I wouldn't mess with her feed unless there is really something missing. It is normal for most horses to have days with more energy and days with less...just like humans. As long as her condition is good and she is getting the nutrition she needs I would leave it as is. Also, I imagine if you fed her something formulated to give energy she may become overly excitable and that wouldn't help the bucking.

If you think she needs more substance because she is back in work now, I would consider increasing her hay before her grain.

What does she get fed now? (hay, grain, supplements?)

Cait


----------



## ChitChatChet (Sep 9, 2013)

Her teeth been check lately?


----------



## RhiannaShea (Aug 8, 2016)

Bright Stride Equine said:


> I wouldn't mess with her feed unless there is really something missing. It is normal for most horses to have days with more energy and days with less...just like humans.
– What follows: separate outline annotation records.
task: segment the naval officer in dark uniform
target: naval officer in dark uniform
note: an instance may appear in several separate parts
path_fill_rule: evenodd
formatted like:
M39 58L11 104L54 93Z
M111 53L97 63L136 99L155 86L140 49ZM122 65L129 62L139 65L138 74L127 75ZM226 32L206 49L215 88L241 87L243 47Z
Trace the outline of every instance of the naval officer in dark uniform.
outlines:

As long as her condition is good and she is getting the nutrition she needs I would leave it as is. Also, I imagine if you fed her something formulated to give energy she may become overly excitable and that wouldn't help the bucking.
> 
> If you think she needs more substance because she is back in work now, I would consider increasing her hay before her grain.
> 
> ...


She gets 13lbs a day of hay and a feed of safe and sound with baileys lo cal balancer and Topline cubes(very small amount, increased if worked a lot that week) her feed is around 900-1kg a day split in two feeds but the safe and sound is for lami prone and for her weight I should be giving her a lot more I just don't see it necessary with the balancer.
She's a great condition right now with maybe a little extra fat but she's exercised 2-4 times a week


----------



## RhiannaShea (Aug 8, 2016)

ChitChatChet said:


> Her teeth been check lately?



She had then checked and sorted last month with a health check this month so I'm pretty sure it's just behaviour and her being naughty😅


----------



## Emiloo (Dec 9, 2016)

Every time she starts to buck either smack her with the crop or dig your spurs into her sides she needs to know that you are the boss and she needs to do what you want


----------